In July of this year, Chinese authorities launched a nation-wide campaign to stop the distribution of the Christian newspaper Spring Rain News, and to confiscate all copies in circulation.
Spring Rain News is a spiritual newspaper founded by the Seventh-day Adventist Church in October 2014. The newspaper is published informally as an internal church publication. According to believers, the recent harassment by the authorities has led the church to stop distribution.
Such a brazen effort to suppress a religious publication is alarming enough to defenders of religious liberty. However, details from local sources suggest an even more concerning development: authorities are using subscriber lists of this publication to harass and arrest Christians in multiple provinces simply for subscribing to the newspaper.
The case of elderly Christian Liu Ailing (a pseudonym) of Weinan city in the northwestern province of Shaanxi, illustrates this disturbing trend. In July, three plainclothes officers stormed into Liu’s home, claiming to be police officers from the municipal Public Security Bureau. Officers questioned the elderly woman about the subscription list and delivery operation of Spring Rain News, and about her own belief in God. Only then did Liu realize that she had been targeted by police because she subscribed to the Christian newspaper.
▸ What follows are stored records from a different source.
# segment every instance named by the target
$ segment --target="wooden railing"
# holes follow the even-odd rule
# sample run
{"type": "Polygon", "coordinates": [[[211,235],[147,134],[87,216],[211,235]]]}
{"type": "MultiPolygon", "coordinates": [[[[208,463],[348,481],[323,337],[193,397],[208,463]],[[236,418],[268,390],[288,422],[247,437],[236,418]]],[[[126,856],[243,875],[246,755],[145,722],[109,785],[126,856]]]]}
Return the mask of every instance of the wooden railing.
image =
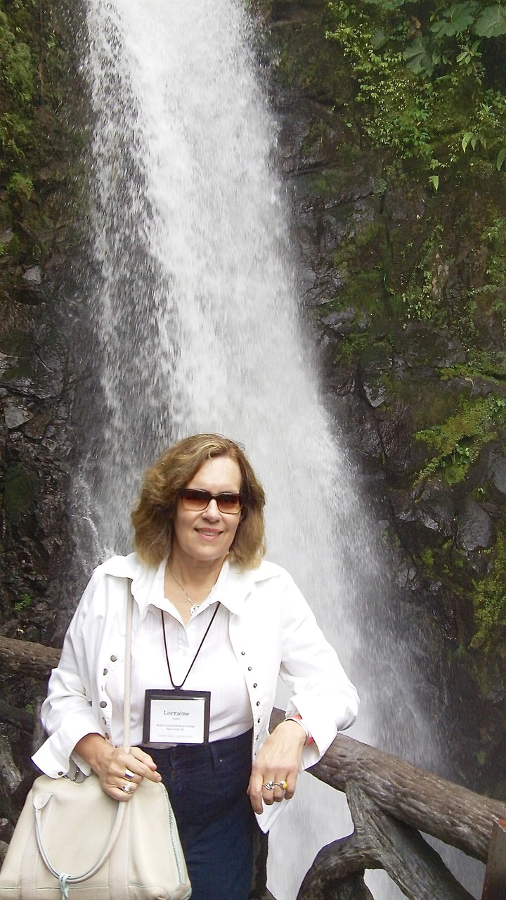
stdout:
{"type": "MultiPolygon", "coordinates": [[[[272,724],[281,718],[276,710],[272,724]]],[[[364,881],[370,868],[384,868],[408,900],[472,900],[420,832],[486,862],[506,804],[345,734],[310,772],[344,791],[354,831],[320,850],[297,900],[374,900],[364,881]]]]}
{"type": "MultiPolygon", "coordinates": [[[[45,676],[59,657],[59,651],[53,648],[0,637],[0,669],[4,670],[45,676]]],[[[25,733],[33,730],[30,713],[4,701],[0,704],[4,721],[25,733]]],[[[275,710],[272,724],[281,721],[283,715],[275,710]]],[[[20,800],[16,795],[23,785],[20,785],[21,776],[8,745],[0,746],[0,761],[7,782],[6,797],[9,806],[14,801],[12,812],[15,813],[20,800]],[[13,777],[7,778],[11,770],[13,777]]],[[[354,831],[320,850],[297,900],[374,900],[364,881],[365,871],[370,868],[384,868],[408,900],[472,900],[420,832],[486,862],[494,822],[506,819],[506,804],[445,781],[345,734],[338,735],[310,772],[344,791],[354,831]]],[[[498,846],[506,857],[506,844],[498,846]]],[[[252,895],[257,900],[274,900],[266,887],[266,851],[263,843],[252,895]]],[[[496,860],[483,900],[485,896],[506,900],[505,868],[504,860],[496,860]]]]}

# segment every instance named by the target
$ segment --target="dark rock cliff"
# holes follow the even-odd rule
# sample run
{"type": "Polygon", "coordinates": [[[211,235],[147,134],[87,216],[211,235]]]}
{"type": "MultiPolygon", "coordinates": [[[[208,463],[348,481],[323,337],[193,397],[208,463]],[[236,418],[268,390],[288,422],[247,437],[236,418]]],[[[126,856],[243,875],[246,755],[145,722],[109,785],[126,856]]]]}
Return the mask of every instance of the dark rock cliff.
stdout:
{"type": "MultiPolygon", "coordinates": [[[[504,183],[493,196],[468,182],[436,195],[416,173],[395,175],[339,112],[352,78],[324,40],[325,4],[260,5],[326,401],[382,523],[402,602],[429,631],[437,626],[449,688],[439,716],[451,708],[457,720],[464,775],[472,781],[475,769],[474,787],[502,796],[506,298],[491,283],[502,238],[490,210],[504,208],[504,183]]],[[[8,167],[0,184],[2,632],[53,646],[82,579],[69,509],[86,364],[74,277],[78,21],[52,4],[42,23],[59,54],[42,70],[61,90],[34,105],[50,150],[38,158],[39,139],[30,151],[33,191],[14,197],[8,167]]],[[[31,711],[43,692],[41,680],[3,676],[12,706],[31,711]]],[[[27,770],[26,734],[5,728],[27,770]]]]}

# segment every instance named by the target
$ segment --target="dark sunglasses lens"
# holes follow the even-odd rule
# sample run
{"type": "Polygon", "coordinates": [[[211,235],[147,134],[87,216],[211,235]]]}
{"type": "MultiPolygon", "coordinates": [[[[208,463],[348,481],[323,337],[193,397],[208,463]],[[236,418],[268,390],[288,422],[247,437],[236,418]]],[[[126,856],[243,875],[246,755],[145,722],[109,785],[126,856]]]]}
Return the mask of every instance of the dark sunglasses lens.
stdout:
{"type": "MultiPolygon", "coordinates": [[[[184,488],[179,496],[185,509],[189,512],[203,512],[212,500],[212,494],[208,490],[193,490],[191,488],[184,488]]],[[[220,512],[237,513],[240,510],[240,494],[218,494],[214,500],[220,512]]]]}
{"type": "Polygon", "coordinates": [[[220,512],[239,512],[240,509],[239,494],[218,494],[216,498],[220,512]]]}
{"type": "Polygon", "coordinates": [[[211,494],[207,490],[191,490],[186,488],[181,490],[180,496],[185,509],[190,512],[202,512],[211,502],[211,494]]]}

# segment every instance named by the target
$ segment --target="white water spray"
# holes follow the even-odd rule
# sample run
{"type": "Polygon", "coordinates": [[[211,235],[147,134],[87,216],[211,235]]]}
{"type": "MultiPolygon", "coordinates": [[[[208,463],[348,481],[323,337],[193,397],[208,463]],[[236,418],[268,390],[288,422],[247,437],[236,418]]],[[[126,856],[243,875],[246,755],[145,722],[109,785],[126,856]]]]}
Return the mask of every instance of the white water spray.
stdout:
{"type": "MultiPolygon", "coordinates": [[[[197,431],[227,435],[266,488],[268,557],[292,572],[350,676],[366,681],[360,623],[378,563],[299,322],[276,129],[244,5],[89,0],[102,388],[81,472],[89,562],[129,551],[139,475],[158,452],[197,431]]],[[[423,731],[413,696],[406,702],[423,731]]],[[[276,825],[278,900],[293,900],[315,852],[345,833],[336,792],[322,791],[308,776],[276,825]]]]}

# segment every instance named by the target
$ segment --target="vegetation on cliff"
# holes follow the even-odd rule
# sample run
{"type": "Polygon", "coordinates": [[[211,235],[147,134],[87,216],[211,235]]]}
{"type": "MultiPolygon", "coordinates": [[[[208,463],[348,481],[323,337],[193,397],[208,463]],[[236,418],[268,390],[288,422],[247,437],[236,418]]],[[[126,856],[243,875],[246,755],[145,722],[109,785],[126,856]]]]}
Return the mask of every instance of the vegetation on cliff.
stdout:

The officers, having entered Liu’s home uninvited, noticed her address book lying on a table. One of the officers took the book, without permission, and began taking photographs of the names and addresses inside. Officers also photographed and took audio recordings of Liu herself. Moving on to Liu’s bedroom, police found more than 200 copies of Spring Rain News. All copies were confiscated.
After completing their surprise search and interrogation, the police prepared a written report. Liu was not allowed to read or contest the report, but an officer physically took her hand and placed her fingerprint on the report, indicating that Liu had signed the document “voluntarily.”
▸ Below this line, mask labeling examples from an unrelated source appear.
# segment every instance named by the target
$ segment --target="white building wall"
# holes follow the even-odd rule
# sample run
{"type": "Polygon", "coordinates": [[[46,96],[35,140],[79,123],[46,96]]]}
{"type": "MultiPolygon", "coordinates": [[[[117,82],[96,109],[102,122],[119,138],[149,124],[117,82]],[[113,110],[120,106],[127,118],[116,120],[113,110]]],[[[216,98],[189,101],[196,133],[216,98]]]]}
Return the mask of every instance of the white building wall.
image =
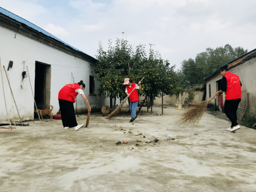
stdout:
{"type": "MultiPolygon", "coordinates": [[[[3,67],[4,65],[7,70],[10,61],[13,61],[13,68],[7,72],[18,110],[23,120],[34,119],[34,100],[28,77],[25,79],[26,88],[21,88],[22,73],[23,71],[23,66],[25,66],[25,70],[26,70],[27,65],[31,84],[34,91],[36,61],[51,66],[50,103],[54,107],[54,114],[56,114],[59,108],[58,100],[58,91],[65,84],[73,83],[71,72],[74,76],[75,83],[82,80],[85,84],[85,95],[91,108],[101,108],[104,105],[109,104],[109,99],[105,99],[103,96],[89,96],[89,75],[92,73],[87,61],[18,33],[16,34],[16,32],[1,26],[0,26],[0,57],[7,108],[9,116],[12,118],[10,91],[3,67]]],[[[6,122],[7,118],[2,84],[0,84],[0,123],[3,123],[6,122]]],[[[99,82],[95,79],[95,93],[96,94],[99,84],[99,82]]],[[[80,96],[78,96],[77,100],[78,112],[87,108],[86,103],[80,96]]],[[[15,119],[18,119],[15,106],[14,107],[15,119]]]]}

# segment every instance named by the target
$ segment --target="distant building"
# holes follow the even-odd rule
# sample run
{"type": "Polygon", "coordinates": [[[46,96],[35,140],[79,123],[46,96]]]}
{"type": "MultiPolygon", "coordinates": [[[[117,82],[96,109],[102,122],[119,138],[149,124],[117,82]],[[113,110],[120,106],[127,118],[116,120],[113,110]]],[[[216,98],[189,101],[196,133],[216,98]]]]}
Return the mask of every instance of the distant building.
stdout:
{"type": "MultiPolygon", "coordinates": [[[[12,68],[9,68],[7,73],[20,115],[24,121],[34,118],[34,102],[29,78],[22,81],[23,72],[27,74],[27,66],[39,109],[49,108],[48,105],[51,105],[54,107],[54,114],[56,113],[59,108],[58,91],[65,84],[73,83],[71,73],[75,83],[84,81],[84,93],[91,108],[101,108],[109,104],[109,102],[106,103],[104,97],[97,95],[99,82],[94,78],[89,65],[89,63],[95,63],[96,59],[1,7],[0,57],[9,117],[13,116],[12,99],[3,66],[7,70],[9,64],[11,65],[12,62],[12,68]]],[[[3,123],[8,119],[2,83],[0,90],[0,123],[3,123]]],[[[18,119],[14,108],[15,119],[18,119]]],[[[78,96],[78,112],[87,109],[85,102],[78,96]]]]}
{"type": "MultiPolygon", "coordinates": [[[[239,76],[242,83],[242,98],[239,107],[245,108],[247,104],[250,111],[256,111],[256,49],[225,64],[228,64],[229,71],[239,76]]],[[[207,99],[214,96],[221,90],[222,76],[218,70],[205,78],[207,84],[207,99]]],[[[223,103],[225,101],[225,93],[223,93],[223,103]]],[[[215,109],[219,110],[218,97],[211,103],[215,109]]]]}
The harassment of subscribers to Spring Rain News is widespread across China, as confirmed by what Ms. Liu learned next. After her incident with the police, Liu contacted other church members. Many believers in other cities who subscribed to Spring Rain News reported being searched and interrogated by the police.
Further investigation revealed that a Seventh Day Adventist pastor and three church elders, who were in charge of publishing Spring Rain News, were arrested in early July, and all of their property was confiscated. This was the second arrest for the pastor. Years before, he had been arrested and sentenced to seven years in prison.
Other sources from different provinces confirm this pattern of harassment. Christians in Shanxi’s Yangquan city and Christians from Jilin city in Jilin Province in the north-east of China also reported that Christians were arrested and interrogated because they subscribed to Spring Rain News. (These subscribers were released after interrogation.) All sources said the investigation and harassment occurred in July, further confirming the timeline of the story.
The sale and distribution of religious books is subject to stringent government restrictions in China. These restrictions have led to a lack of spiritual reading materials. In response, many churches have felt compelled to print their own religious books, but they often face punishment as a result.
This year, the authorities have launched a series of operations to crack down further on religious books. In March, all Bibles were removed from online sales platforms. A comprehensive sales ban was also placed on unofficial versions of the Bible, as well as on the widely distributed Canaan Hymns and other spiritual books. In some regions, such books were confiscated and burned. Many bookstores that sold religious books were fined or directly shut down. Believers in several regions have reported that if they want to mail the Bible or other religious books, these items will be refused by the post office.
With commercially available religious literature becoming ever more scarce, and even informal distribution by mail now under attack, Christians in China seeking spiritual nourishment are facing famine conditions.